The development of my site has hit a slight delay due to the developer I had hired is taking a 2 weeks vacation. I’m taking this chance to start entering some contents and check out the inner workings of Drupal. But it is putting some extra stress on me due to the progress of the project being stagnant.
Recently, I’ve also started talking to my acquaintances whom I want to recruit to become my business partners. This basically means I have to “sell” my business idea / model to them. I’m definitely not a good sales person, so this is kind of tough for me. One of the people I talked to is my college friend who has been working at Microsoft since he graduated, switching from technical I.T. roles to marketing roles. So, he can help cover some business skills that I don’t possess.

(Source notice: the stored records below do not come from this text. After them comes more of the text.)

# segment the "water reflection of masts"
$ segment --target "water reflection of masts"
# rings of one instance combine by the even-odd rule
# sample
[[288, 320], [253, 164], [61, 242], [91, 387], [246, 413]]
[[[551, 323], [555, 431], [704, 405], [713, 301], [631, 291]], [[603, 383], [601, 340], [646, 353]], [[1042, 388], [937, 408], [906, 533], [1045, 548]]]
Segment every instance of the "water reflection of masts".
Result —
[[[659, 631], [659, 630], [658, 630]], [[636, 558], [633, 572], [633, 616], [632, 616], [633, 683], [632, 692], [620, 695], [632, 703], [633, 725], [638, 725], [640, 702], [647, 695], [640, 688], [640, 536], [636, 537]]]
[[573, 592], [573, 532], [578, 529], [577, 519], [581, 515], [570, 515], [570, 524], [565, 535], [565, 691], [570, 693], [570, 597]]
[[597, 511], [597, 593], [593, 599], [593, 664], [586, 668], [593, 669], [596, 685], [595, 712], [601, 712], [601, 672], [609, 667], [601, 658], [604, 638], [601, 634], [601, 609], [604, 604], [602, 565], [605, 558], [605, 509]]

It was really hard selling to him, and I know he still isn’t completely sold yet, but I know if I get him to believe in my business and get him on board, he will be able to sell it 15 times better than I do! 🙂 Besides, I totally understand his position as I had also been a satisfied employee at a major US technology company. I liked my job and although both he and I wanted to work on our own business, we were reluctant to give up our good jobs. Anyway, one interesting thing that he told me to beware of is to “not under-estimate the stress of having no full-time job”. It turns out his sister had tried her hands on starting her own business with her boyfriend, and during that time, they had received a lot of stress from the people around them.
Unfortunately, I didn’t need him to tell me about that, as I am already suffering from a lot of stress from my family. This reminds me of a recent interview of a web entrepreneur in the US, he had had success with his previous web business and is now starting a new one, yet even with his experience, he said on some days, when it seems like there are absolutely no progress at all, he would still question himself… “What am I doing? Why isn’t it going anywhere?!”… That’s pretty close to what I’m feeling now too. At a time like these, when everyone around you is pressuring you to give up and “just find a job”… all you can do is to re-evaluate your vision… believe in the path you’ve chosen and continue to execute your plan!!

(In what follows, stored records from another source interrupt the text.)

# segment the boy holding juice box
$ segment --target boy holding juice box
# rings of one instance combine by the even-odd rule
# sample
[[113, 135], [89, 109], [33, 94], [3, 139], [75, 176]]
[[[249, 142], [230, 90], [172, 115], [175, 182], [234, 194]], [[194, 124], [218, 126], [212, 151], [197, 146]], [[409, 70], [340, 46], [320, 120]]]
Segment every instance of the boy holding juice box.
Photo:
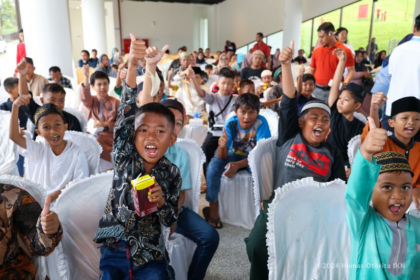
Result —
[[174, 279], [161, 223], [172, 227], [178, 219], [182, 180], [178, 168], [164, 156], [176, 141], [175, 117], [159, 103], [136, 105], [139, 60], [146, 59], [146, 70], [139, 94], [156, 94], [156, 64], [168, 46], [146, 49], [144, 41], [130, 36], [126, 83], [114, 130], [113, 186], [94, 240], [103, 244], [102, 279]]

It’s not easy, in fact, I can tell you I feel like SHIT right now! It’s definitely a lot easier to “just find a job” and become a “gear” within a machine again and do your 9 to 6. It really pains me to have the people close to me not believe in me and would rather have me submit to a 9 to 6 because of the pressure they feel from other people… Other people who doesn’t even know shit about me and my plans!!! But there’s nothing we can do about this. We all look at the world with our own set of values and we also judge other people based on that. You can’t win over everybody, and you don’t need to explain yourself to everybody. All you can do is stay focus on your vision, believe in yourself, work hard, network with the right people… and just NEVER GIVE UP! This is how all successful empires are built throughout history!

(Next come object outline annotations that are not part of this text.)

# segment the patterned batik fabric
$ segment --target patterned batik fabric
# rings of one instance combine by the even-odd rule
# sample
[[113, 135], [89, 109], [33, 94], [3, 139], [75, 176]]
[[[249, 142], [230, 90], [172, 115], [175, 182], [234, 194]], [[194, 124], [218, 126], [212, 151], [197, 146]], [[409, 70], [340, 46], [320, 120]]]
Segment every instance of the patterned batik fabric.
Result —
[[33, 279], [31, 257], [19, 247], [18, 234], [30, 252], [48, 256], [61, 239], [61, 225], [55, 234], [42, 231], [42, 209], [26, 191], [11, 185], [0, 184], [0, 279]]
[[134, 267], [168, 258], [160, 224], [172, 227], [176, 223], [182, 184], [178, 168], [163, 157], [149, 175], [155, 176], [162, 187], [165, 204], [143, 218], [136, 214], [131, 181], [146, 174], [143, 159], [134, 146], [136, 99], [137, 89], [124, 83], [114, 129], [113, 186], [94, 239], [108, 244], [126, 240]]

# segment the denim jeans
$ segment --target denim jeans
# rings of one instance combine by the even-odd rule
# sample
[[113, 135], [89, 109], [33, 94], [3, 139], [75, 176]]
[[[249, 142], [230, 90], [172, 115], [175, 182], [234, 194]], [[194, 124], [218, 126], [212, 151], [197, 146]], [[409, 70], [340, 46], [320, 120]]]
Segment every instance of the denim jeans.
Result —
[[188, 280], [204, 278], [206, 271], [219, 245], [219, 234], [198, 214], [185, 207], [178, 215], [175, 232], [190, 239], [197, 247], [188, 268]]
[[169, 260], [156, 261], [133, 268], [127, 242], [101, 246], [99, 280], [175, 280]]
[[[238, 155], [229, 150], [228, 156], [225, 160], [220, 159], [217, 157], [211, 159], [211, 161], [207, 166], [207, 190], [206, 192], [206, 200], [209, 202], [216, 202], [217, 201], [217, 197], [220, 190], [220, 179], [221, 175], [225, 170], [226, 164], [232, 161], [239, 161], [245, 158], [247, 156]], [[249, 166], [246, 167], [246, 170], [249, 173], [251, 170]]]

As I get closer to launch, I can feel that things are within my grasp… yet at the same time, there are so many more things that can be expanded on… I can see the possibilities that will open up eventually as the business grow and expand. But for now, from my experience in Project Management, I know better than to lose control of the existing plan. I’m staying focused on launching with the foundation and features as planned on my functional requirements.